Searching within files and uploads is out of scope, right?

I hadn't thought about Files & Uploads tbh. It's probably a good idea to add them at some point, but definitely not in this PR and probably not for Redwood either.

ormsbee · 2024-03-21T04:11:38Z

openedx/core/djangoapps/content/search/documents.py

+    # Meilisearch primary key. String.
+    id = "id"
+    usage_key = "usage_key"
+    type = "type"  # DocType.course_block or DocType.library_block (see below)


Question: What's the process for adding a field later? For instance, when Units are introduced as a searchable thing, would we run a data migration that adds a field with a default value of "component"?

If you want to change any of the index settings:

which attributes can be used for filtering/faceted search

which attributes are used for keyword search

The fact that the "usage_key" is the distinct attribute

...then it's best to do it via reindex_studio management command, which is the only method I've implemented for doing so.

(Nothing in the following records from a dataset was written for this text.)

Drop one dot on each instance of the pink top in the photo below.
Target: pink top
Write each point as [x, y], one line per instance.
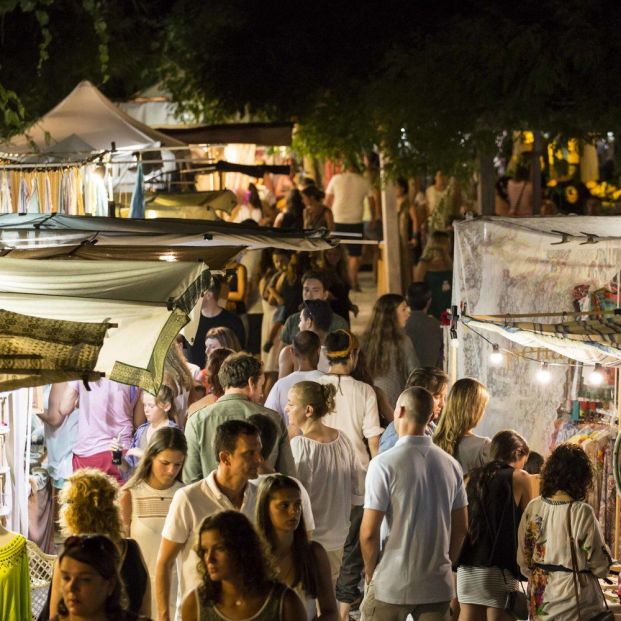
[106, 411]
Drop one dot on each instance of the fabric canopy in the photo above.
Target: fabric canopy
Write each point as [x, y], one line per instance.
[265, 134]
[94, 119]
[171, 238]
[591, 341]
[149, 301]
[36, 351]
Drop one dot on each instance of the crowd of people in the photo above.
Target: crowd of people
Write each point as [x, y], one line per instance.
[290, 469]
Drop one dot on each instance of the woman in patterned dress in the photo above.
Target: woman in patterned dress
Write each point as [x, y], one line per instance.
[544, 551]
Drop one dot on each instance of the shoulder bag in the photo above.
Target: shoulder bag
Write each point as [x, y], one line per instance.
[604, 615]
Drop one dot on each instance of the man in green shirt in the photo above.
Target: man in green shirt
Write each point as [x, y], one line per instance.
[241, 376]
[313, 288]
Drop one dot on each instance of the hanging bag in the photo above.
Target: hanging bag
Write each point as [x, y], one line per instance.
[604, 615]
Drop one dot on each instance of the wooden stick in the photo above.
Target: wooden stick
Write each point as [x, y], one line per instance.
[568, 314]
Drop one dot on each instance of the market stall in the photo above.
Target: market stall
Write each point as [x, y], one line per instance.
[540, 327]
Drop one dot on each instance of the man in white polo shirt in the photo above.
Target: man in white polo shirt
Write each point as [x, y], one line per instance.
[237, 446]
[415, 512]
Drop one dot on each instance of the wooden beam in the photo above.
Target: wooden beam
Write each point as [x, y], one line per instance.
[486, 192]
[391, 256]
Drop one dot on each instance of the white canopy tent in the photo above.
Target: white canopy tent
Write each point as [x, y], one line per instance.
[95, 120]
[513, 266]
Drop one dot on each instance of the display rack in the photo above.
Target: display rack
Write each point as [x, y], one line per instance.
[5, 472]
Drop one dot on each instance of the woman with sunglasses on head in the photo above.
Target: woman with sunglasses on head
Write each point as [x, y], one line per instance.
[301, 564]
[238, 581]
[146, 497]
[88, 504]
[90, 585]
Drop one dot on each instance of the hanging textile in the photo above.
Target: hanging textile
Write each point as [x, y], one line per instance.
[6, 202]
[47, 195]
[22, 199]
[137, 206]
[32, 206]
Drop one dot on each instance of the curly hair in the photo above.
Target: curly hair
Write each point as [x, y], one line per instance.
[464, 409]
[383, 338]
[507, 447]
[304, 567]
[214, 362]
[569, 470]
[225, 337]
[319, 396]
[89, 504]
[100, 553]
[247, 552]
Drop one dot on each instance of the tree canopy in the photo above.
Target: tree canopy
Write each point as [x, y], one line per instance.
[427, 82]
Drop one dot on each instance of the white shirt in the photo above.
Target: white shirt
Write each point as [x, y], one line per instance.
[307, 507]
[277, 399]
[190, 506]
[417, 485]
[349, 190]
[355, 414]
[332, 475]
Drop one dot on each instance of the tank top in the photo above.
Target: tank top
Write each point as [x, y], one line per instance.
[270, 611]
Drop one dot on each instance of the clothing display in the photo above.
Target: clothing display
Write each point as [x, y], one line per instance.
[14, 580]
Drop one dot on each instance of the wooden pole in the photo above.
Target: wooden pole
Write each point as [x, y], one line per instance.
[391, 255]
[486, 195]
[616, 465]
[535, 171]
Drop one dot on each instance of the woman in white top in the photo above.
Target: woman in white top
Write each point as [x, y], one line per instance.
[301, 564]
[326, 464]
[146, 497]
[464, 410]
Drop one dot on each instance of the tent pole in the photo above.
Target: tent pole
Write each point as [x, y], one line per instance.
[617, 497]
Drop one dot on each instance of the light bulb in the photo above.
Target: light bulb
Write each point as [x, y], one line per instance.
[596, 377]
[543, 374]
[496, 358]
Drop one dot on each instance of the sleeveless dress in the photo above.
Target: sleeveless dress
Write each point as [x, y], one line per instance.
[149, 510]
[270, 611]
[14, 581]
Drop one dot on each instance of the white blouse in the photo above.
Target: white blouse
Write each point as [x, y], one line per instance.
[331, 474]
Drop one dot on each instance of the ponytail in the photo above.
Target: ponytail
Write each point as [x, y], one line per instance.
[319, 396]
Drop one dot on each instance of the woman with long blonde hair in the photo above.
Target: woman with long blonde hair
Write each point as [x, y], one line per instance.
[465, 406]
[387, 348]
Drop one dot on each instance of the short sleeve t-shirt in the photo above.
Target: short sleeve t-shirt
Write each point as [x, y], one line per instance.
[190, 505]
[417, 486]
[106, 413]
[349, 190]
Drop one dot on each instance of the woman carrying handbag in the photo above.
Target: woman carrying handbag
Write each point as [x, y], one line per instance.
[564, 586]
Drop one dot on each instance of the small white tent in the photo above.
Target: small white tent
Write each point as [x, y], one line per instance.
[92, 117]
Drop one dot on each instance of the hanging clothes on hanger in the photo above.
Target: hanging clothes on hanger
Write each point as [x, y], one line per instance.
[22, 199]
[6, 201]
[47, 195]
[32, 206]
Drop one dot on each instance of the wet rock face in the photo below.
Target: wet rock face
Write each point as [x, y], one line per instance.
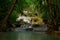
[29, 29]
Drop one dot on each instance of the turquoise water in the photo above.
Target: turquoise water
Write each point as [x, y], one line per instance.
[27, 36]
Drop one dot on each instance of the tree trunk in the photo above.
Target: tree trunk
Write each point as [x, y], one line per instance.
[53, 24]
[3, 25]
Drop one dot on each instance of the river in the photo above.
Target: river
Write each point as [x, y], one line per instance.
[27, 36]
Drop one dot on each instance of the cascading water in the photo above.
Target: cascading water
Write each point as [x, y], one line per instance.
[23, 27]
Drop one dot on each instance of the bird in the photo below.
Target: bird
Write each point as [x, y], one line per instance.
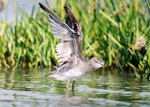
[72, 63]
[2, 4]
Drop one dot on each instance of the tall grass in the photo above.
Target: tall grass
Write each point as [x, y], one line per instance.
[110, 28]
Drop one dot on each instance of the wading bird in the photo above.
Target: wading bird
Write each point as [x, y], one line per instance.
[72, 64]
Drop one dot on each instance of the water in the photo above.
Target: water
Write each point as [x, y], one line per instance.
[24, 88]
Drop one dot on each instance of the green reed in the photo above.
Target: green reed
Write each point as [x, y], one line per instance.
[110, 29]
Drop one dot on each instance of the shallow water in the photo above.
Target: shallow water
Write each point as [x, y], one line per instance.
[24, 88]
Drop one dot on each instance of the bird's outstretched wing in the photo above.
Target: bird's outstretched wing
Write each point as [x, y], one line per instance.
[67, 49]
[73, 23]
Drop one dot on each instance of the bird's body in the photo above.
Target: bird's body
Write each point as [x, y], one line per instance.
[73, 65]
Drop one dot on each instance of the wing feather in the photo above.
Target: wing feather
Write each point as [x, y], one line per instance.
[62, 31]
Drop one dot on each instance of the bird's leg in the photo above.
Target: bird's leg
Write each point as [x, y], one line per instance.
[67, 85]
[73, 85]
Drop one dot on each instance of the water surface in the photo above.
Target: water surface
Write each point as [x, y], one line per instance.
[100, 88]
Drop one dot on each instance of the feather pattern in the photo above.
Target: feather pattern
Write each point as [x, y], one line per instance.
[68, 48]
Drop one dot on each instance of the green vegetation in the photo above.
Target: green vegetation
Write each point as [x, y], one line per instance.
[112, 30]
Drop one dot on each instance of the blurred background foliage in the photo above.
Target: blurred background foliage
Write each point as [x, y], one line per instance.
[116, 30]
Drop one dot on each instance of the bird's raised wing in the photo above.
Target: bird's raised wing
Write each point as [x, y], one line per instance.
[67, 49]
[73, 23]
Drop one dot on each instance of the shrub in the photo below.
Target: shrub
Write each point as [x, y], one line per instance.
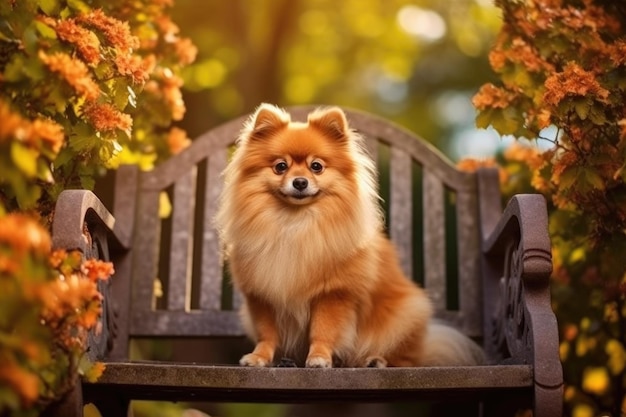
[562, 63]
[84, 86]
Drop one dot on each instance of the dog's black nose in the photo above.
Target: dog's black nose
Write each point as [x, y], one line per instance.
[300, 183]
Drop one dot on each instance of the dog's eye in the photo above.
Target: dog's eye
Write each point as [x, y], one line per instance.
[280, 167]
[317, 167]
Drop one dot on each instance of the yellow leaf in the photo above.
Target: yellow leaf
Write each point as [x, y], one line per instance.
[582, 410]
[596, 380]
[165, 206]
[617, 356]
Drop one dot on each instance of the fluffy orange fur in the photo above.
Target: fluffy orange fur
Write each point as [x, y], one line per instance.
[302, 228]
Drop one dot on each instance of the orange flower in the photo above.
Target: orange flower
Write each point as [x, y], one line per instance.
[105, 118]
[85, 40]
[13, 125]
[131, 66]
[73, 71]
[115, 31]
[186, 51]
[24, 234]
[177, 140]
[573, 81]
[50, 132]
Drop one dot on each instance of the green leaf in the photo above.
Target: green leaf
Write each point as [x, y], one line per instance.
[24, 158]
[582, 109]
[84, 143]
[483, 119]
[49, 7]
[506, 121]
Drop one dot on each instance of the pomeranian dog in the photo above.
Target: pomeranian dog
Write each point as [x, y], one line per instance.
[302, 228]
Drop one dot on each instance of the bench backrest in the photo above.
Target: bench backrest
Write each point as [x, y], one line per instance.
[178, 285]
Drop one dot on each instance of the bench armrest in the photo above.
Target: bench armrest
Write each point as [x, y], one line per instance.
[520, 326]
[81, 222]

The Meilisearch docs recommend this approach:

Updating [index settings] will re-index all documents in the index, which can take some time. We recommend updating your index settings first and then adding documents as this reduces RAM consumption.

But otherwise just adding new fields or values can be done any time. If it's something like a new value for the type field, or a new field that doesn't need to be used for filtering or keyword search, or it's a dictionary value within one of the existing fields (e.g. a new set of keys and values in the content field from some new XBlock's index_dictionary) - then it can be done anytime, no migration needed, no performance issue.

Noted via a comment:

edx-platform/openedx/core/djangoapps/content/search/documents.py

Lines 52 to 54 in ec0c4a8

# Note: new fields or values can be added at any time, but if they need to be indexed for filtering or keyword

# search, the index configuration will need to be changed, which is only done as part of the 'reindex_studio'

# command (changing those settings on an large active index is not recommended).

ormsbee · 2024-03-21T14:56:29Z

openedx/core/djangoapps/content/search/documents.py

+        for level in range(4):
+            new_value = " > ".join(parts[0:level + 2])
+            if f"level{level}" not in result:
+                result[f"level{level}"] = [new_value]
+            elif new_value not in result[f"level{level}"]:
+                result[f"level{level}"].append(new_value)
+            if len(parts) == level + 2:
+                break


Please add a comment explaining why "4", and more generally what's going on in this block of code.

Done:

edx-platform/openedx/core/djangoapps/content/search/documents.py

Lines 178 to 194 in ec0c4a8

# Now we build each level (tags.level0, tags.level1, etc.) as applicable.

# We have a hard-coded limit of 4 levels of tags for now (see Fields.tags above).

# A tag like "Difficulty: Hard" will only result in one level (tags.level0)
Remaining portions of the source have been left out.